The Treaty of Arnswalde (Treaty of Choszczno) was signed on 1 April 1269 between three Brandenburgian margraves, the Ascanians John II, Otto IV and Conrad, and Duke Mestwin II of Pomerelia (Mściwój II) in Arnswalde (then a fortified place in the Brandenburgian New March, now Choszczno, Poland).

With the treaty, Mestwin gave some of his possessions to the margraves, and had them returned as a fief. Excluded from the return was the Białogard (Belgard) area, including Świecie (Schwetz), which remained under direct Brandenburgian rule. In turn the margraves financed the duke, e.g. for the marriage of Mestwin's daughter Catherine with Pribislaw II of Parchim-Richtenberg (part of Mecklenburg).

Through this treaty, Brandenburg gained direct access to the Baltic Sea.

The signing of the treaty provoked a rebellion by the nobility of the region who were opposed to the Brandenburgians. Likewise, Mestwin's brother Warcisław of Gdańsk (Danzig), and his uncle, Sambor II took the opportunity to try and depose Mestwin. However, Warcisław died in 1270 while Sambor was defeated with the help of the Polish duke Bolesław the Pious.

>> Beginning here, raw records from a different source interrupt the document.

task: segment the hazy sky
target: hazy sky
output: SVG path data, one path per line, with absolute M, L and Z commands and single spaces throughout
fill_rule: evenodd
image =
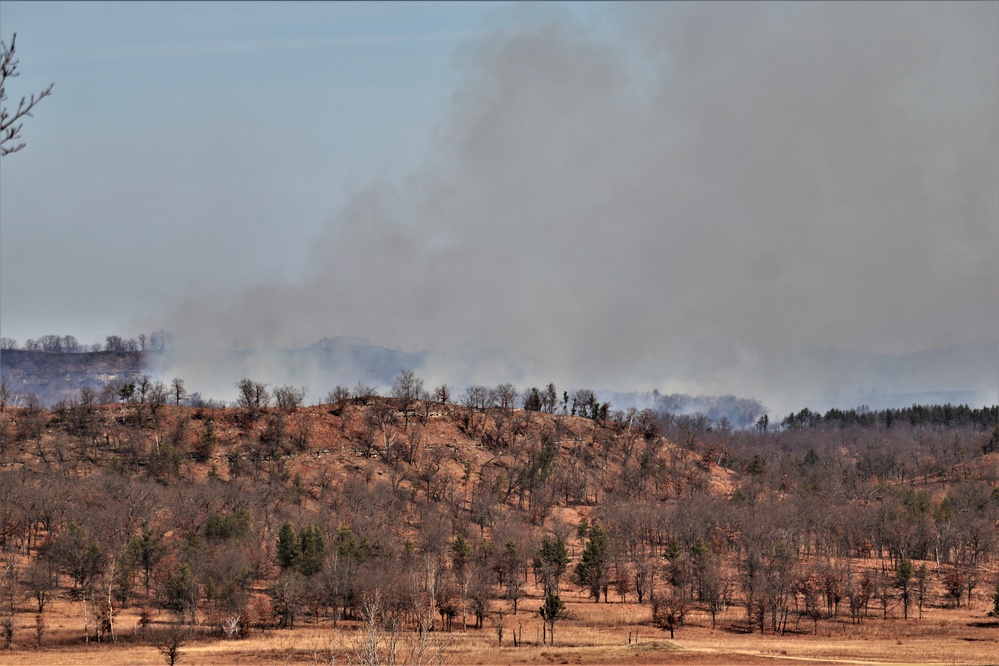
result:
M 999 338 L 999 3 L 0 12 L 10 96 L 56 84 L 2 162 L 5 336 L 763 397 Z

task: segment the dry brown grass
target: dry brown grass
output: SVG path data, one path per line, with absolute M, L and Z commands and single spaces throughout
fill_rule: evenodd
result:
M 922 619 L 909 621 L 893 618 L 886 622 L 874 617 L 877 613 L 861 625 L 844 617 L 821 620 L 817 635 L 808 619 L 802 619 L 795 630 L 793 618 L 784 636 L 746 633 L 741 607 L 720 614 L 717 627 L 712 629 L 710 616 L 695 610 L 675 640 L 669 640 L 667 633 L 649 624 L 648 605 L 596 604 L 575 592 L 564 596 L 572 617 L 556 626 L 554 647 L 541 645 L 541 623 L 534 611 L 540 600 L 536 596 L 522 600 L 520 613 L 505 617 L 503 647 L 497 645 L 490 623 L 482 630 L 436 633 L 433 640 L 449 644 L 446 654 L 452 664 L 999 663 L 999 626 L 986 616 L 984 597 L 970 610 L 934 606 L 924 611 Z M 0 663 L 165 664 L 149 634 L 145 642 L 138 635 L 138 613 L 130 608 L 118 617 L 121 642 L 87 644 L 80 605 L 60 599 L 46 610 L 41 649 L 34 647 L 34 616 L 19 613 L 14 649 L 0 653 Z M 162 630 L 170 620 L 165 613 L 154 615 L 148 631 Z M 519 647 L 513 647 L 515 629 L 521 637 Z M 334 631 L 325 623 L 309 622 L 293 631 L 256 631 L 232 641 L 199 631 L 194 629 L 182 648 L 179 664 L 325 664 L 329 663 L 327 648 L 349 645 L 357 636 L 354 629 Z M 341 657 L 335 663 L 348 662 Z

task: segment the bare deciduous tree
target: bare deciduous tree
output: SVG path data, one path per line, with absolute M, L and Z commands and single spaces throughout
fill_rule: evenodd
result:
M 0 40 L 0 156 L 10 155 L 24 148 L 24 141 L 19 141 L 24 118 L 31 116 L 35 106 L 52 94 L 52 87 L 55 85 L 50 83 L 48 88 L 39 93 L 21 97 L 17 109 L 7 108 L 4 104 L 7 101 L 7 80 L 19 75 L 18 61 L 14 57 L 16 42 L 17 33 L 11 36 L 10 45 Z

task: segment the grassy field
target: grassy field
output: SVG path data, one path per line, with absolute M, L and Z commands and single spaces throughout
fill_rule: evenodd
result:
M 673 640 L 653 627 L 648 605 L 600 603 L 569 593 L 571 617 L 556 625 L 554 646 L 542 644 L 541 622 L 535 612 L 539 599 L 522 600 L 517 615 L 504 616 L 504 640 L 498 644 L 493 622 L 481 630 L 433 632 L 422 644 L 415 634 L 396 639 L 396 663 L 417 661 L 422 647 L 425 663 L 440 658 L 451 664 L 996 664 L 999 663 L 999 625 L 986 615 L 985 599 L 972 608 L 931 606 L 921 619 L 888 622 L 880 609 L 863 624 L 848 617 L 820 620 L 816 628 L 808 618 L 788 622 L 785 635 L 747 633 L 741 607 L 721 613 L 716 627 L 706 612 L 691 612 Z M 874 610 L 874 609 L 872 609 Z M 14 649 L 0 653 L 0 663 L 164 664 L 158 649 L 172 617 L 153 616 L 139 629 L 139 611 L 126 609 L 118 616 L 118 642 L 85 643 L 80 604 L 59 600 L 45 613 L 42 645 L 37 646 L 34 617 L 19 613 Z M 877 617 L 876 617 L 877 616 Z M 518 635 L 514 647 L 513 634 Z M 364 663 L 367 634 L 362 627 L 341 623 L 334 630 L 326 624 L 300 623 L 294 630 L 258 630 L 246 638 L 222 640 L 197 627 L 188 629 L 177 655 L 178 664 L 349 664 Z M 381 663 L 392 639 L 381 635 Z

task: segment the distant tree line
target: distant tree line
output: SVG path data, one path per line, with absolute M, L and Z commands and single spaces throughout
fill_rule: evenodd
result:
M 81 344 L 73 335 L 43 335 L 38 339 L 29 338 L 18 347 L 17 340 L 0 338 L 0 350 L 23 349 L 24 351 L 44 351 L 60 354 L 82 354 L 88 352 L 146 352 L 163 351 L 173 344 L 173 335 L 168 331 L 140 333 L 138 337 L 123 338 L 109 335 L 103 343 Z
M 0 460 L 21 465 L 0 468 L 0 551 L 16 556 L 0 597 L 42 616 L 63 594 L 109 642 L 138 605 L 220 639 L 303 619 L 414 637 L 491 620 L 501 643 L 526 608 L 554 644 L 572 588 L 647 604 L 670 635 L 694 611 L 845 631 L 994 593 L 987 425 L 727 429 L 554 384 L 452 395 L 411 370 L 385 397 L 358 382 L 311 410 L 304 389 L 236 389 L 233 408 L 182 407 L 182 380 L 144 377 L 0 413 Z M 15 612 L 0 598 L 0 630 Z

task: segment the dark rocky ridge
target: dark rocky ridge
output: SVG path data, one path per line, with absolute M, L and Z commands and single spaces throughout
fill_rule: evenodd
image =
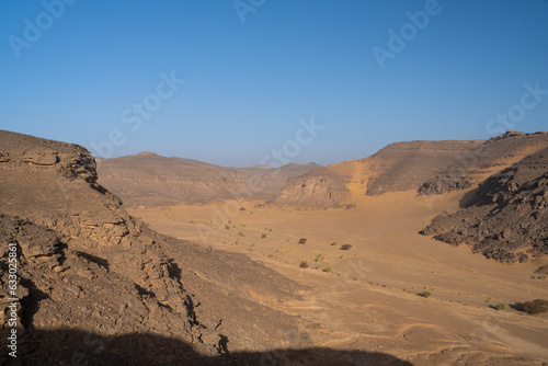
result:
M 292 346 L 310 345 L 306 324 L 267 306 L 304 288 L 244 255 L 148 229 L 96 183 L 94 159 L 82 147 L 0 130 L 0 313 L 9 304 L 7 248 L 18 242 L 22 357 L 48 353 L 42 331 L 55 329 L 174 338 L 195 351 L 183 364 L 287 347 L 287 333 L 296 335 Z M 170 350 L 150 352 L 162 359 Z
M 421 233 L 506 263 L 548 254 L 548 148 L 487 179 Z
M 444 194 L 469 188 L 546 147 L 548 133 L 512 130 L 489 140 L 391 144 L 369 158 L 289 180 L 271 204 L 313 210 L 352 204 L 355 192 Z
M 320 165 L 287 164 L 224 168 L 196 160 L 165 158 L 151 152 L 99 159 L 100 183 L 128 206 L 206 204 L 227 199 L 276 196 L 288 179 Z

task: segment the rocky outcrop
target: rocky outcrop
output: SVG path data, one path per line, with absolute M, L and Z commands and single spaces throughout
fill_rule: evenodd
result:
M 266 201 L 278 194 L 288 179 L 317 167 L 320 165 L 236 169 L 141 152 L 100 159 L 98 170 L 101 184 L 122 197 L 125 205 L 151 207 L 230 199 Z
M 548 147 L 548 133 L 509 130 L 489 140 L 391 144 L 366 159 L 313 170 L 290 180 L 272 203 L 299 209 L 336 208 L 356 195 L 416 191 L 437 195 L 467 190 Z M 302 191 L 329 179 L 330 190 Z M 336 192 L 336 199 L 329 194 Z M 293 197 L 290 195 L 294 195 Z
M 338 208 L 347 199 L 342 181 L 326 169 L 316 169 L 310 174 L 289 180 L 279 195 L 266 205 L 308 210 Z
M 299 319 L 267 306 L 298 298 L 300 286 L 244 255 L 148 229 L 96 183 L 85 149 L 0 131 L 0 304 L 9 313 L 8 252 L 16 243 L 20 350 L 31 364 L 58 364 L 43 358 L 53 354 L 46 330 L 58 334 L 54 354 L 64 363 L 83 352 L 82 362 L 110 365 L 115 350 L 106 340 L 117 334 L 184 341 L 192 350 L 186 356 L 168 344 L 149 350 L 152 359 L 173 353 L 182 364 L 219 354 L 226 357 L 215 362 L 225 363 L 235 351 L 283 347 L 288 332 L 309 345 Z M 5 320 L 2 338 L 10 331 Z M 61 334 L 76 329 L 98 334 L 106 342 L 103 351 L 95 353 L 88 340 L 62 352 Z
M 421 231 L 500 262 L 548 254 L 548 148 L 490 176 Z

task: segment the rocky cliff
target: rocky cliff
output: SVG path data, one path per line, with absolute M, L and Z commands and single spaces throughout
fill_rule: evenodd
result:
M 470 195 L 421 233 L 506 263 L 548 254 L 548 148 L 493 174 Z
M 227 199 L 266 201 L 276 196 L 288 179 L 318 167 L 310 163 L 236 169 L 141 152 L 100 159 L 98 170 L 100 183 L 126 206 L 151 207 Z
M 469 188 L 548 147 L 548 133 L 509 130 L 489 140 L 391 144 L 369 158 L 316 169 L 284 185 L 272 204 L 297 209 L 344 207 L 361 195 Z
M 310 345 L 299 319 L 269 307 L 297 298 L 300 286 L 243 255 L 148 229 L 96 180 L 82 147 L 0 131 L 0 331 L 2 339 L 10 332 L 15 243 L 21 358 L 140 364 L 142 350 L 117 348 L 129 334 L 153 340 L 146 354 L 158 364 L 236 365 L 243 363 L 236 352 L 287 347 L 287 334 L 294 346 Z

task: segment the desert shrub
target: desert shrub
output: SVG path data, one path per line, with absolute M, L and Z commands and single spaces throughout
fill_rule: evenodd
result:
M 524 302 L 523 311 L 528 312 L 530 314 L 537 314 L 548 311 L 548 300 L 536 299 L 533 301 Z
M 419 294 L 420 296 L 422 297 L 425 297 L 425 298 L 429 298 L 432 296 L 432 293 L 431 291 L 422 291 L 421 294 Z

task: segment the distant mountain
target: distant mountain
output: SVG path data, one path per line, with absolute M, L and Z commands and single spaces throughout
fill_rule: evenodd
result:
M 194 174 L 207 165 L 126 160 L 147 170 L 159 162 L 152 172 L 162 174 L 165 160 Z M 10 313 L 0 335 L 16 319 L 21 364 L 258 365 L 261 351 L 286 346 L 284 334 L 305 340 L 301 320 L 263 305 L 298 298 L 301 286 L 242 254 L 157 233 L 96 179 L 84 148 L 0 130 L 0 311 Z M 238 355 L 249 350 L 258 353 Z M 2 365 L 12 364 L 7 353 Z
M 548 133 L 512 130 L 489 140 L 391 144 L 372 157 L 294 178 L 270 204 L 327 209 L 344 207 L 363 195 L 411 190 L 443 194 L 478 184 L 546 147 Z
M 500 262 L 548 254 L 548 148 L 491 175 L 421 233 Z
M 292 178 L 320 165 L 287 164 L 224 168 L 152 152 L 98 159 L 100 183 L 129 206 L 205 204 L 226 199 L 275 197 Z

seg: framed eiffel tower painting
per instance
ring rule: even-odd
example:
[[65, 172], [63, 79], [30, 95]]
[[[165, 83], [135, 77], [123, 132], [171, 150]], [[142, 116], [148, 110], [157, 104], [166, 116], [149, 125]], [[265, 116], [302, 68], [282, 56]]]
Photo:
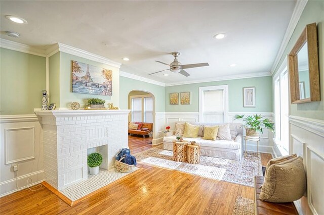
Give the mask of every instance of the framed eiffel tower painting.
[[112, 71], [72, 61], [72, 92], [112, 95]]

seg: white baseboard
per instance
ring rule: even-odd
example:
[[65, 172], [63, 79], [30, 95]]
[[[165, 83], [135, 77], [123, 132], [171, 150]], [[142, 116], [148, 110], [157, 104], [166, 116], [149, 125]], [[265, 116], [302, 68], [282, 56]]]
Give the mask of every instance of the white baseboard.
[[[242, 145], [243, 149], [245, 150], [244, 143], [242, 143]], [[247, 143], [247, 149], [248, 151], [256, 152], [257, 151], [257, 145], [255, 144]], [[259, 152], [272, 154], [273, 153], [273, 149], [271, 146], [259, 144]]]
[[152, 145], [156, 145], [163, 143], [163, 137], [159, 138], [153, 139], [152, 140]]
[[26, 174], [18, 177], [17, 181], [18, 188], [16, 186], [15, 178], [1, 182], [0, 183], [0, 197], [26, 188], [26, 184], [29, 175], [30, 175], [30, 179], [31, 179], [31, 182], [28, 184], [29, 187], [42, 183], [44, 181], [44, 171], [42, 170], [34, 172], [31, 175]]

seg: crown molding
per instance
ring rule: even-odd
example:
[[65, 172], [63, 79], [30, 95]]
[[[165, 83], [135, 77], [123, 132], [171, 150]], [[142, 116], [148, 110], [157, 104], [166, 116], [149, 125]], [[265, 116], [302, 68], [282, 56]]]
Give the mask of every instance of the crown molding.
[[155, 84], [156, 85], [162, 86], [163, 87], [166, 86], [166, 84], [159, 81], [154, 81], [152, 79], [150, 79], [147, 78], [144, 78], [142, 76], [134, 75], [131, 73], [128, 73], [125, 72], [119, 71], [119, 76], [123, 76], [126, 78], [131, 78], [132, 79], [137, 80], [141, 81], [144, 81], [144, 82], [149, 83], [150, 84]]
[[46, 51], [28, 45], [0, 38], [0, 47], [37, 56], [46, 57]]
[[81, 58], [86, 58], [88, 60], [102, 63], [109, 66], [117, 67], [117, 68], [120, 68], [120, 65], [122, 65], [122, 64], [120, 63], [111, 61], [102, 56], [91, 53], [79, 48], [75, 48], [70, 45], [65, 45], [59, 42], [58, 43], [58, 44], [59, 46], [59, 51], [64, 53], [75, 55]]
[[299, 19], [304, 11], [304, 9], [307, 4], [308, 0], [297, 0], [294, 11], [293, 12], [293, 15], [290, 19], [287, 30], [286, 31], [286, 33], [284, 36], [284, 39], [281, 42], [281, 44], [279, 48], [279, 51], [277, 53], [277, 56], [274, 60], [274, 62], [272, 65], [272, 67], [270, 70], [271, 75], [274, 72], [274, 70], [277, 67], [280, 59], [284, 55], [285, 49], [287, 47], [287, 45], [290, 40], [290, 38], [293, 35], [295, 28], [298, 23]]
[[184, 84], [197, 84], [198, 83], [211, 82], [213, 81], [226, 81], [227, 80], [240, 79], [243, 78], [257, 78], [259, 77], [270, 76], [271, 74], [268, 72], [259, 73], [257, 74], [249, 73], [244, 75], [228, 75], [220, 76], [215, 78], [200, 79], [194, 81], [182, 81], [179, 82], [165, 84], [165, 86], [182, 85]]

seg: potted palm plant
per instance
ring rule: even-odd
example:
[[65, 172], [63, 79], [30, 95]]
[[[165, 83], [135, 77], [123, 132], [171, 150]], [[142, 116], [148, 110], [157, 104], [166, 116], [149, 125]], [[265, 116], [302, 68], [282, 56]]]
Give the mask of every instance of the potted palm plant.
[[88, 98], [88, 109], [90, 107], [92, 109], [104, 109], [105, 101], [98, 98]]
[[249, 137], [259, 137], [260, 132], [263, 133], [262, 129], [265, 128], [274, 133], [274, 123], [268, 118], [263, 118], [261, 115], [255, 114], [245, 117], [244, 115], [237, 114], [234, 118], [235, 120], [243, 120], [244, 124], [241, 127], [245, 128], [247, 136]]
[[93, 152], [88, 155], [88, 166], [91, 175], [97, 175], [99, 173], [99, 166], [102, 163], [102, 156], [98, 152]]

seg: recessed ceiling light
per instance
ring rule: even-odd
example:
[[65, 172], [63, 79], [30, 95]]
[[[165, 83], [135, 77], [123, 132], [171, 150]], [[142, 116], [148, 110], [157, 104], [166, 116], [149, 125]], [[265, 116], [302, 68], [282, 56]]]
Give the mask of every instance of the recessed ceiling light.
[[214, 38], [215, 39], [223, 39], [226, 35], [225, 34], [217, 34], [216, 35], [214, 36]]
[[6, 16], [6, 18], [8, 20], [15, 22], [16, 23], [19, 24], [27, 24], [27, 21], [23, 19], [23, 18], [21, 18], [20, 17], [15, 17], [14, 16]]
[[6, 34], [12, 37], [19, 37], [20, 34], [13, 31], [6, 31]]

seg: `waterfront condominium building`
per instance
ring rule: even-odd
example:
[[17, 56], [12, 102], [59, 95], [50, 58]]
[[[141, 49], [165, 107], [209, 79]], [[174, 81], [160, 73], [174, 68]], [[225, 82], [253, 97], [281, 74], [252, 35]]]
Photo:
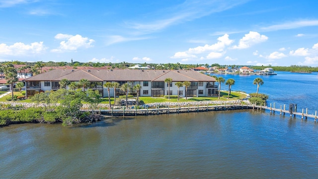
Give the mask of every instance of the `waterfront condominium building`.
[[[162, 97], [168, 93], [168, 84], [164, 82], [170, 78], [170, 94], [177, 95], [177, 82], [188, 81], [187, 96], [215, 96], [218, 93], [217, 86], [214, 78], [192, 70], [82, 70], [55, 69], [30, 77], [24, 80], [26, 97], [33, 95], [41, 91], [57, 90], [60, 89], [59, 82], [63, 79], [70, 82], [79, 82], [86, 79], [90, 83], [87, 88], [98, 90], [103, 97], [108, 97], [107, 88], [103, 87], [107, 82], [117, 82], [120, 85], [128, 83], [131, 87], [139, 84], [142, 88], [140, 96]], [[66, 87], [67, 89], [69, 87]], [[114, 96], [114, 89], [110, 89], [110, 95]], [[136, 91], [129, 90], [129, 93], [135, 95]], [[124, 95], [125, 92], [120, 88], [116, 89], [116, 95]], [[185, 96], [185, 87], [179, 89], [180, 96]]]

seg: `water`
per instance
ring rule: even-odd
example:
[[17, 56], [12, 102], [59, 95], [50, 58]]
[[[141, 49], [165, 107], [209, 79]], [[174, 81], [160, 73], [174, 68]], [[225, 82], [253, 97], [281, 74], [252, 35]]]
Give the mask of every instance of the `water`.
[[[315, 113], [318, 110], [318, 73], [299, 74], [287, 72], [277, 72], [277, 75], [256, 76], [237, 75], [217, 75], [227, 80], [232, 78], [235, 84], [232, 90], [240, 90], [250, 93], [256, 92], [257, 86], [253, 85], [253, 81], [261, 78], [264, 84], [260, 86], [258, 92], [269, 95], [267, 104], [274, 104], [275, 107], [283, 107], [284, 104], [288, 108], [290, 103], [297, 104], [298, 111], [308, 108], [309, 112]], [[221, 90], [229, 90], [225, 83], [221, 84]]]
[[[290, 75], [261, 77], [260, 92], [317, 110], [317, 74]], [[256, 91], [256, 76], [230, 77]], [[0, 128], [0, 178], [316, 178], [317, 136], [313, 119], [257, 110], [12, 125]]]

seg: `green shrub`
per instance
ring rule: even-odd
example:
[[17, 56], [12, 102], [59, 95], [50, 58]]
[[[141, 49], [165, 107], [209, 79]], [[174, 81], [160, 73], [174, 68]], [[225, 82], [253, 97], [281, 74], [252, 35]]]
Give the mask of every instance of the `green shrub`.
[[[163, 96], [163, 98], [167, 99], [168, 98], [168, 96], [167, 95], [165, 95]], [[178, 98], [178, 95], [170, 95], [170, 98]]]
[[43, 112], [43, 118], [44, 119], [44, 122], [48, 123], [56, 122], [57, 116], [56, 112], [54, 111]]
[[252, 104], [256, 103], [256, 105], [264, 105], [266, 104], [266, 100], [260, 97], [252, 97], [248, 98], [248, 100]]
[[251, 93], [249, 95], [252, 97], [259, 97], [264, 100], [268, 99], [268, 95], [265, 94]]
[[[128, 95], [127, 97], [134, 97], [134, 96], [132, 95]], [[121, 95], [119, 96], [120, 98], [126, 98], [126, 95]]]

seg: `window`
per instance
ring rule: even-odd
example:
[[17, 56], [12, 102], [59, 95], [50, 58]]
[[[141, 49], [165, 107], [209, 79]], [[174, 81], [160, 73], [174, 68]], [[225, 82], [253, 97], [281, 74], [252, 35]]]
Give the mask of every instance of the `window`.
[[180, 90], [179, 91], [179, 95], [183, 95], [183, 91], [182, 90]]
[[50, 86], [51, 86], [51, 82], [49, 82], [49, 81], [44, 82], [44, 87], [50, 87]]

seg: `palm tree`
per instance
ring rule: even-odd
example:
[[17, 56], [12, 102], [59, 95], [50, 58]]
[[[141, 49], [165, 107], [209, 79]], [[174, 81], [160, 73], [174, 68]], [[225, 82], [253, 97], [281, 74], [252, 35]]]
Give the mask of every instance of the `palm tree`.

In 1273 Mestwin found himself in open conflict against the margraves who refused to remove their troops from Gdańsk, Mestwin's possession, which he had been forced to temporarily lease to them during his struggles against Warcisław and Sambor. Since the lease had now expired, through this action, the Margrave Conrad broke the treaty and subsequent agreements, in the hopes of capturing as much of Mestwin's Pomeralia as possible. Mestwin, unable to dislodge the Brandenburgian troops himself called in the aid of Bolesław the Pious, whose troops took the city with a direct attack. The war against Brandenburg ended in 1273 with a treaty (possibly signed at Drawno Bridge), in which Brandenburg returned Gdańsk to Mestwin while he rendered feudal homage to the margraves for the Lands of Schlawe and Stolp.

In a subsequent treaty of 1282, the Treaty of Kępno signed with the Polish duke (later, king) Przemysł II, Mestwin transferred the suzerainty over all of Pomeralia and Gdańsk Pomerania, including Słupsk (Stolp) and Sławno (Schlawe) to Poland. Przemysł took control over the area but was murdered by agents of Brandenburg in 1296. The subsequent conflict over the area led to the Teutonic takeover of Danzig in 1308.